I discovered a curious thing when writing a web part for SharePoint the other day. I had to check for an item in a list to have an approved status before pulling it into the selection of list items I was going to be working with. I discovered there are two ways to check for the approval status of an item as well as some interesting ways about how they worked.

The first option to use if (item.HasPublishedVersion) where item is an SPListItem. The second option is to use if (item.ModerationInformation.Status == SPModerationStatusType.Approved) again, where item is an SPListItem. The second option obviously gives you a little more flexibility since you can choose more than just approved when checking the status type. However, for the purpose of this post, we are going to just focused on approved items.

My first surprise came when I implemented the code above; made sure I had a few “Pending” items in my list and browsed to the page containing my web part. What do you know, even though the items were pending, there they were. Come to find out, if you have approver rights on your farm, even though you supposedly check the approval status, it still returns pending items. So, when you are testing code implementing this type of check, test your code with a non-approver account and also warn any users that are approvers, not to freak out if they see “pending” items.

Now, for my second surprise, once I approved an item and then went back and edited it (thus putting it back in a pending state) if I went back to the page with the web part, I still saw the previous version of that list item. I know, you’re going to say is versioning on? It actually wasJ, so I went and turned of versioning for that list. But, what do you know, I still was getting the same behavior with versioning off. So, apparently, even with versioning off on a list, there is still a “last approved version” there. I suppose this makes some sense, because if the edit was rejected, you would still need to roll back to the last version.

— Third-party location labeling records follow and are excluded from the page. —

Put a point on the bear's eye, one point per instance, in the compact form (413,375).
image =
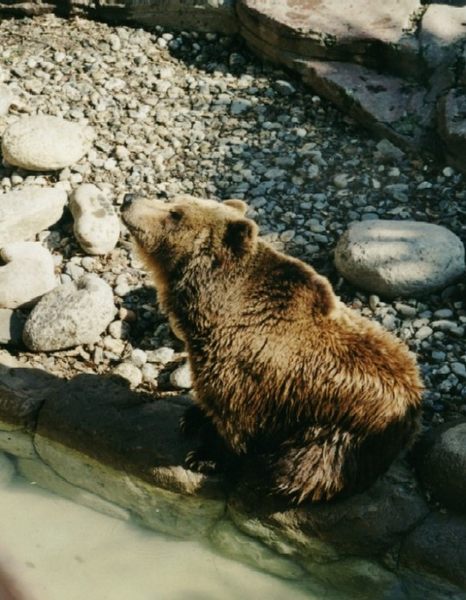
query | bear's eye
(175,215)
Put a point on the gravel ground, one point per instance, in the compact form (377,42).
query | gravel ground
(188,113)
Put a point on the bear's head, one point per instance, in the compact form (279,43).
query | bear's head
(176,232)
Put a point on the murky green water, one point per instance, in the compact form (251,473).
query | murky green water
(59,550)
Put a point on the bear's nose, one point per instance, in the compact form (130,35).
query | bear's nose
(127,201)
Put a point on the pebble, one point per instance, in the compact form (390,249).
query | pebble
(7,471)
(406,310)
(45,143)
(70,315)
(28,274)
(96,225)
(284,87)
(150,374)
(6,99)
(119,329)
(26,212)
(340,181)
(138,357)
(181,377)
(459,369)
(388,152)
(423,332)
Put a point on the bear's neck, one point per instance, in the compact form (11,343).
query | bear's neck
(202,293)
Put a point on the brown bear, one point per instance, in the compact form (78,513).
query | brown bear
(284,374)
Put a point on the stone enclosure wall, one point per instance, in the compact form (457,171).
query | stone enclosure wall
(396,67)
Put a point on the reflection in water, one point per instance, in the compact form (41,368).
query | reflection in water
(59,550)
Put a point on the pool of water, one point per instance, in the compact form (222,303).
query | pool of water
(58,550)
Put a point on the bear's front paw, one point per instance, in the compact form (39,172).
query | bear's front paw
(192,421)
(196,460)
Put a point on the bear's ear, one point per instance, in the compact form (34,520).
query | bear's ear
(238,205)
(240,236)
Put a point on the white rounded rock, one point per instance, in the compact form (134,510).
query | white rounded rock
(28,274)
(26,212)
(96,225)
(70,315)
(45,143)
(181,377)
(399,258)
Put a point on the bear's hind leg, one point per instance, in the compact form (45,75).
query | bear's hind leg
(313,465)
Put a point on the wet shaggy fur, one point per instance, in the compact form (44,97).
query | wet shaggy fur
(285,376)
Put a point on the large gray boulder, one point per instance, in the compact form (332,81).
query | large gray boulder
(441,464)
(399,258)
(72,314)
(45,143)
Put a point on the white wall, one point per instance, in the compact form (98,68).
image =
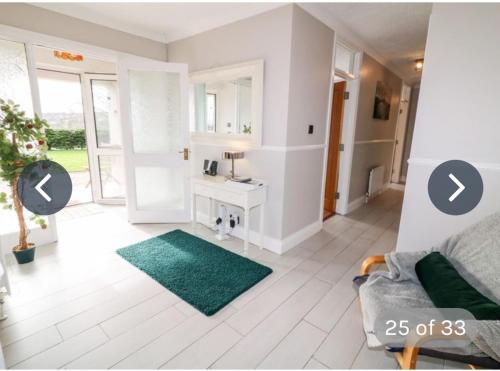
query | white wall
(266,36)
(457,118)
(310,72)
(297,51)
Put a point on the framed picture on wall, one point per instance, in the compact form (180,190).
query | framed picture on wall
(382,106)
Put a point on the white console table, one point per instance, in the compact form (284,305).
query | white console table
(215,189)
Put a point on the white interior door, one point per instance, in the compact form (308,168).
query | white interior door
(154,112)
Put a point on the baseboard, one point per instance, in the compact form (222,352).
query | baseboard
(272,244)
(397,186)
(353,205)
(358,202)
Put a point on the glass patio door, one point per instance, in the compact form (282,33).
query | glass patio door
(154,115)
(18,82)
(104,138)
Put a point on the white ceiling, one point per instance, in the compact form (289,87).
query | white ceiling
(163,22)
(396,32)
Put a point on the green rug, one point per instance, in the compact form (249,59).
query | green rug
(205,275)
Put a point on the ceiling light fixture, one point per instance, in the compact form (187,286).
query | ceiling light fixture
(68,56)
(419,64)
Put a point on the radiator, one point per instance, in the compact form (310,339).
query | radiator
(375,181)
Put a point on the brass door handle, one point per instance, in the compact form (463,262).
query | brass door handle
(185,151)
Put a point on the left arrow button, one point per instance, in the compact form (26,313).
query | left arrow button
(39,186)
(44,187)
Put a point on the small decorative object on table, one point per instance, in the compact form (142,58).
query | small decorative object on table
(233,155)
(210,167)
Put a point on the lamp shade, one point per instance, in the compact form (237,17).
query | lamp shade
(233,155)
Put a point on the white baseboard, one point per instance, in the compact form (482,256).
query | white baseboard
(358,202)
(353,205)
(272,244)
(397,186)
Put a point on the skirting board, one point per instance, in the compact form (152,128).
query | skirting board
(273,244)
(357,203)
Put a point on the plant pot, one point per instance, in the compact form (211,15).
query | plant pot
(25,256)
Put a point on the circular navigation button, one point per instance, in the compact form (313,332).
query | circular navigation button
(455,187)
(44,187)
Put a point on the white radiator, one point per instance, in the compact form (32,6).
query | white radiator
(376,181)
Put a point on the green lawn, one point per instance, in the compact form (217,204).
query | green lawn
(72,160)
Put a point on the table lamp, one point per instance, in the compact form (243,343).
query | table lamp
(233,155)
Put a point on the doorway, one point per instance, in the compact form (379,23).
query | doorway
(332,167)
(401,128)
(79,99)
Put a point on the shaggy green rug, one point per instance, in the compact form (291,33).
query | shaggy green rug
(205,275)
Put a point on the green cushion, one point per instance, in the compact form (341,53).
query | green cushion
(447,289)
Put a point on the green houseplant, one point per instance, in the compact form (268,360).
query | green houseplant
(22,142)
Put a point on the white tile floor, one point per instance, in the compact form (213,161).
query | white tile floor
(81,306)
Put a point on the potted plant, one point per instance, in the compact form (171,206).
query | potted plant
(22,142)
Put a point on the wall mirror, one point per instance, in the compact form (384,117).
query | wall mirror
(226,104)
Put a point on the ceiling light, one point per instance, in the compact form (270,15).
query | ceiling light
(419,64)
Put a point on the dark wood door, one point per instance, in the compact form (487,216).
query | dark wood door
(333,148)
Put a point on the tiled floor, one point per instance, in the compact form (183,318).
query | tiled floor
(81,306)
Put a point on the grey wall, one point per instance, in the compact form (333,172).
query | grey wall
(457,118)
(266,36)
(369,155)
(36,19)
(415,91)
(297,53)
(310,71)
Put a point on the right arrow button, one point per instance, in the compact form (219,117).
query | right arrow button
(444,193)
(460,187)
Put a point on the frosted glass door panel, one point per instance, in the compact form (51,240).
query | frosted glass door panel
(155,112)
(159,188)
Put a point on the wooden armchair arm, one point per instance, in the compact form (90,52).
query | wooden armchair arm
(407,359)
(369,262)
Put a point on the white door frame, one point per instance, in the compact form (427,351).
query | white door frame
(30,38)
(152,159)
(401,125)
(93,148)
(348,131)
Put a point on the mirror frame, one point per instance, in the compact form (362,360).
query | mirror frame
(253,69)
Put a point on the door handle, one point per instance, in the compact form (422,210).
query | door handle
(185,151)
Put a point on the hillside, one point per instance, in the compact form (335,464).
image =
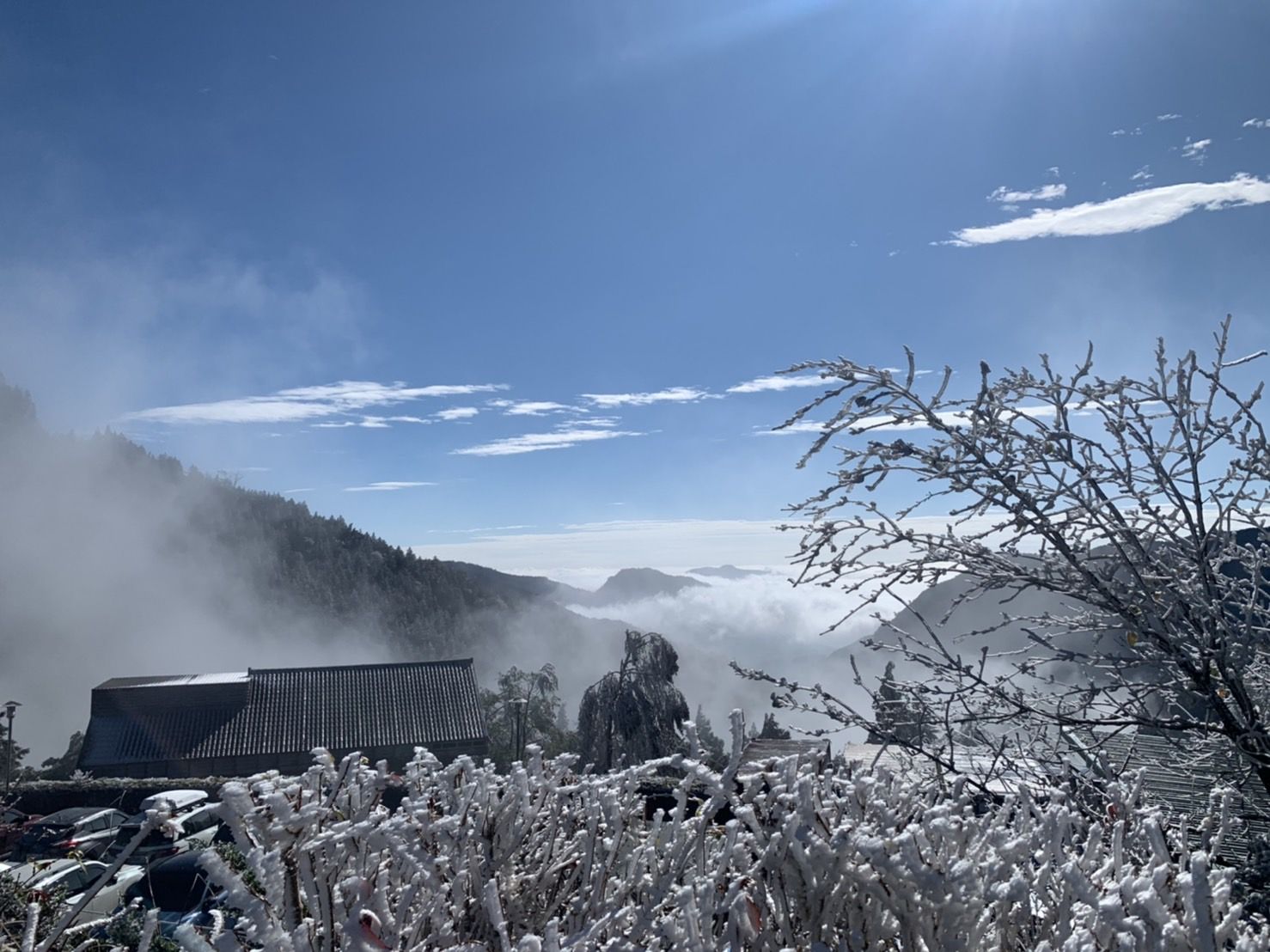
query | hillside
(117,561)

Now for a small rant. I can see HasPublishedVersion working this way…it’s just looking for some published version of the list item…ok…I can understand that. But ModerationInformation.Status == SPModerationStatusType.Approved having this behavior? I would expect this would actually look at the status that is displayed in the list and completely pull it out, even if there is an approved version. Ok, I’m done…but this is just something to look out for when using this particular code against an SPListItem.

One last caveat is that, although I’ve been working with SharePoint for the last 5 years, it has been on the administration/configuration/installation side of it and I am fairly new to development. So if someone reads this and has an explanation to what I observed or can tell me something I was doing wrong, I’m not too proud to take some correction regarding this issue, so please, comment if you have some further insight into this.